转:data alignment的作用

本文探讨了内存访问粒度的概念,解释了处理器如何以不同大小的数据块访问内存,并讨论了内存对齐的重要性。文章通过实例展示了未对齐内存访问可能导致的性能下降,甚至软件故障。

研究的起源:研究DMA支援的一个特点就是byte alignment的作用,老大上次特别提出,还是好好研究一番,这个资料挺有意思。

Data alignment: Straighten up and fly right

 
 

Data alignment: Straighten up and fly right

Align your data for speed and correctness

Memory access granularity

Programmers are conditioned to think of memory as a simple array of bytes. Among C and its descendants, char* is ubiquitous as meaning "a block of memory", and even Java™ has its byte[] type to represent raw memory.


Figure 1. How programmers see memory
How Programmers See Memory

However, your computer's processor does not read from and write to memory in byte-sized chunks. Instead, it accesses memory in two-, four-, eight- 16- or even 32-byte chunks. We'll call the size in which a processor accesses memory its memory access granularity.


Figure 2. How processors see memory
How Some Processors See Memory

The difference between how high-level programmers think of memory and how modern processors actually work with memory raises interesting issues that this article explores.

If you don't understand and address alignment issues in your software, the following scenarios, in increasing order of severity, are all possible:

  • Your software will run slower.
  • Your application will lock up.
  • Your operating system will crash.
  • Your software will silently fail, yielding incorrect results.

Alignment fundamentals

To illustrate the principles behind alignment, examine a constant task, and how it's affected by a processor's memory access granularity. The task is simple: first read four bytes from address 0 into the processor's register. Then read four bytes from address 1 into the same register.
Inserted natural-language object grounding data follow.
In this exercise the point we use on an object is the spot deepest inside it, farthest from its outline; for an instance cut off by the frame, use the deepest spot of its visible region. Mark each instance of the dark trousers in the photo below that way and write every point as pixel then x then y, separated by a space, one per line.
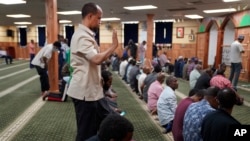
pixel 31 58
pixel 8 59
pixel 44 79
pixel 235 74
pixel 89 115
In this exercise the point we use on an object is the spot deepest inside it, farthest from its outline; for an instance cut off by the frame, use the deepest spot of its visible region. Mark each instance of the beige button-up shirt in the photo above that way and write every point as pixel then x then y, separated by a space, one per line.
pixel 86 78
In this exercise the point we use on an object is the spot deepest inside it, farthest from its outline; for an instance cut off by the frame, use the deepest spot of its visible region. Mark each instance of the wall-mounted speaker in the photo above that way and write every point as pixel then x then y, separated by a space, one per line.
pixel 9 33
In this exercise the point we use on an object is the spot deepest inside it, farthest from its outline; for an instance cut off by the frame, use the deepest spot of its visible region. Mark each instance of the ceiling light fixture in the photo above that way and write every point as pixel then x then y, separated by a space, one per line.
pixel 194 16
pixel 18 16
pixel 110 19
pixel 166 20
pixel 142 7
pixel 65 21
pixel 230 0
pixel 69 12
pixel 10 2
pixel 22 23
pixel 130 22
pixel 220 10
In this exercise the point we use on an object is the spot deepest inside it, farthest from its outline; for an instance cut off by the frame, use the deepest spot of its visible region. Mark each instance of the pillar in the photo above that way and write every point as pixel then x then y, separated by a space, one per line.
pixel 52 32
pixel 150 35
pixel 219 48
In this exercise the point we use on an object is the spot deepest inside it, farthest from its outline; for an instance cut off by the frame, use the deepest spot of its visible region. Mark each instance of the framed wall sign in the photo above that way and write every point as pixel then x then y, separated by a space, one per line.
pixel 180 32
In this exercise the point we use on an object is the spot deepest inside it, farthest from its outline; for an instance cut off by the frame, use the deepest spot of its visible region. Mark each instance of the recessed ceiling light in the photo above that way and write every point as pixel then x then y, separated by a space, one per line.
pixel 9 2
pixel 130 22
pixel 18 16
pixel 142 7
pixel 220 10
pixel 22 23
pixel 110 19
pixel 69 12
pixel 21 26
pixel 166 20
pixel 230 0
pixel 194 16
pixel 65 21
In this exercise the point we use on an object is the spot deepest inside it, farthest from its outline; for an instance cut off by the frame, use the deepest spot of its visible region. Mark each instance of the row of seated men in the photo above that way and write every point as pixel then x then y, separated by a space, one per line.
pixel 190 119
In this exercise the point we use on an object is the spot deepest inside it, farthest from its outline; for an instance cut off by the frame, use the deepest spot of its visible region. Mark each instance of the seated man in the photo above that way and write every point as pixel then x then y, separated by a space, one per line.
pixel 167 103
pixel 154 93
pixel 221 81
pixel 109 93
pixel 180 112
pixel 114 128
pixel 216 125
pixel 195 113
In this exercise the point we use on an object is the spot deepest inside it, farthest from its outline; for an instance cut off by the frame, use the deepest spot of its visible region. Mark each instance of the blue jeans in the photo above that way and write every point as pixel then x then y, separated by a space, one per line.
pixel 235 73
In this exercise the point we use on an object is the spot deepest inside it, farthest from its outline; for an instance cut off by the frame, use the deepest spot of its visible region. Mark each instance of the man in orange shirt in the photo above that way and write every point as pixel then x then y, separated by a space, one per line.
pixel 32 52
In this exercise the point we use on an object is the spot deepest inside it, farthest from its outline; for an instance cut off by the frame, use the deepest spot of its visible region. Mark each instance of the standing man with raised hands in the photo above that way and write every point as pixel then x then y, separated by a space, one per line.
pixel 86 83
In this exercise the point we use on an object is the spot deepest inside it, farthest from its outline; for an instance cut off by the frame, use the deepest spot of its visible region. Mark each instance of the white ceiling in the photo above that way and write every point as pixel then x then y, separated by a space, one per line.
pixel 167 9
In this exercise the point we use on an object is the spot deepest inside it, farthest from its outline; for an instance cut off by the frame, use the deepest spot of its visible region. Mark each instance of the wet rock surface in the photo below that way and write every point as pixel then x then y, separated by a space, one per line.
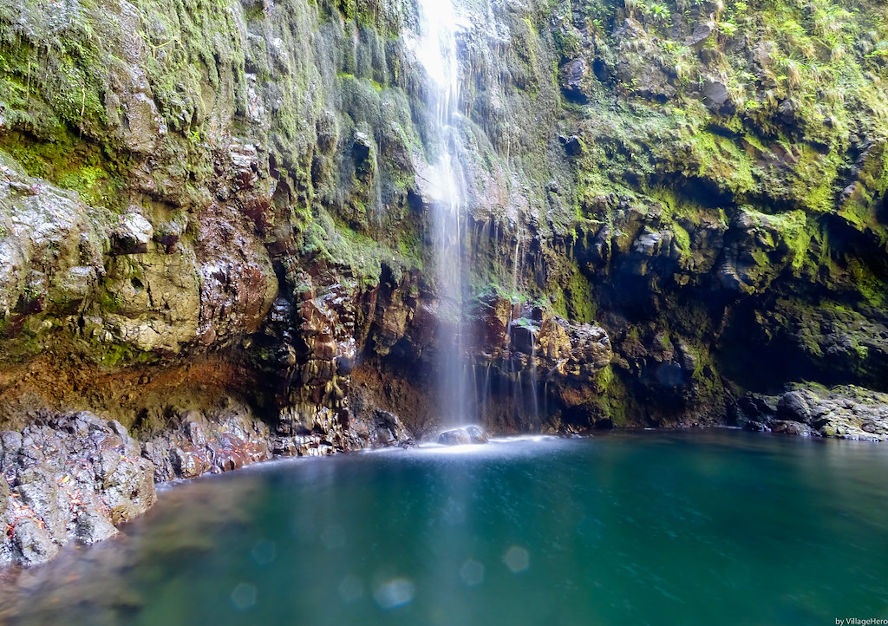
pixel 464 435
pixel 68 478
pixel 77 477
pixel 845 412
First examine what would happen on a processor with a one-byte memory access granularity:


Figure 3. Single-byte memory access granularity
Single-byte memory access granularity

This fits in with the naive programmer's model of how memory works: it takes the same four memory accesses to read from address 0 as it does from address 1. Now see what would happen on a processor with two-byte granularity, like the original 68000:


Figure 4. Double-byte memory access granularity
Double-byte memory access granularity

When reading from address 0, a processor with two-byte granularity takes half the number of memory accesses as a processor with one-byte granularity. Because each memory access entails a fixed amount overhead, minimizing the number of accesses can really help performance.
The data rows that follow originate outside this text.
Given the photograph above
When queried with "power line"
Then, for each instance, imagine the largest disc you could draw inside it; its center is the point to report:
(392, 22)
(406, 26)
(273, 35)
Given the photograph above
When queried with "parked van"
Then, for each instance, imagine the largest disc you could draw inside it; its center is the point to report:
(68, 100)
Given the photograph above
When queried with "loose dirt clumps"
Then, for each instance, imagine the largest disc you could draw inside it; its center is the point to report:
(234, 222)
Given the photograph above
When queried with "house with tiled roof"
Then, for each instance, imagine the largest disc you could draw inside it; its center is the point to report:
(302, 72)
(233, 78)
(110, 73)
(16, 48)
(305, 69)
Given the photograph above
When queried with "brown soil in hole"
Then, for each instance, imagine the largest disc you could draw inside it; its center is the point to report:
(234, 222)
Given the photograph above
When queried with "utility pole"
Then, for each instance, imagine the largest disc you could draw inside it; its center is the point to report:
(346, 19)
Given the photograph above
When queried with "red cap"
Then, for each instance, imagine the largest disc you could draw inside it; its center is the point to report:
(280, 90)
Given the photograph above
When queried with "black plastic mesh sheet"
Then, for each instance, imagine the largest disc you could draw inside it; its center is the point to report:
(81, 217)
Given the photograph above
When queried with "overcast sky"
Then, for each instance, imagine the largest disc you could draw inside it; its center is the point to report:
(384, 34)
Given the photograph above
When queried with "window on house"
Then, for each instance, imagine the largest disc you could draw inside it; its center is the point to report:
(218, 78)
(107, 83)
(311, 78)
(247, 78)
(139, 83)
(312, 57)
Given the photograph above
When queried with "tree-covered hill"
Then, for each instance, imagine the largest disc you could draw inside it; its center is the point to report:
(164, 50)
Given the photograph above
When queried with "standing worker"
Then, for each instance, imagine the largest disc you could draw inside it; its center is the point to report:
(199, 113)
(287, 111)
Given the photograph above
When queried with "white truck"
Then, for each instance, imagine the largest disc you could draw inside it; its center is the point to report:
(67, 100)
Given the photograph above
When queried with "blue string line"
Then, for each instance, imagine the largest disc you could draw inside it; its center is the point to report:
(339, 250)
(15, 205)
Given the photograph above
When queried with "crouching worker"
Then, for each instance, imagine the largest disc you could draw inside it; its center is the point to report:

However, notice what happens when reading from address 1. Because the address doesn't fall evenly on the processor's memory access boundary, the processor has extra work to do. Such an address is known as an unaligned address. Because address 1 is unaligned, a processor with two-byte granularity must perform an extra memory access, slowing down the operation.

Finally, examine what would happen on a processor with four-byte memory access granularity, like the 68030 or PowerPC® 601:


Figure 5. Quad-byte memory access granularity
Quad-byte memory access granularity

A processor with four-byte granularity can slurp up four bytes from an aligned address with one read. Also note that reading from an unaligned address doubles the access count.

Now that you understand the fundamentals behind aligned data access, you can explore some of the issues related to alignment.


Lazy processors

A processor has to perform some tricks when instructed to access an unaligned address. Going back to the example of reading four bytes from address 1 on a processor with four-byte granularity, you can work out exactly what needs to be done:


Figure 6. How processors handle unaligned memory access
How processors handle unaligned memory access

The processor needs to read the first chunk of the unaligned address and shift out the "unwanted" bytes from the first chunk. Then it needs to read the second chunk of the unaligned address and shift out some of its information. Finally, the two are merged together for placement in the register. It's a lot of work.

Some processors just aren't willing to do all of that work for you.

The original 68000 was a processor with two-byte granularity and lacked the circuitry to cope with unaligned addresses. When presented with such an address, the processor would throw an exception. The original Mac OS didn't take very kindly to this exception, and would usually demand the user restart the machine. Ouch.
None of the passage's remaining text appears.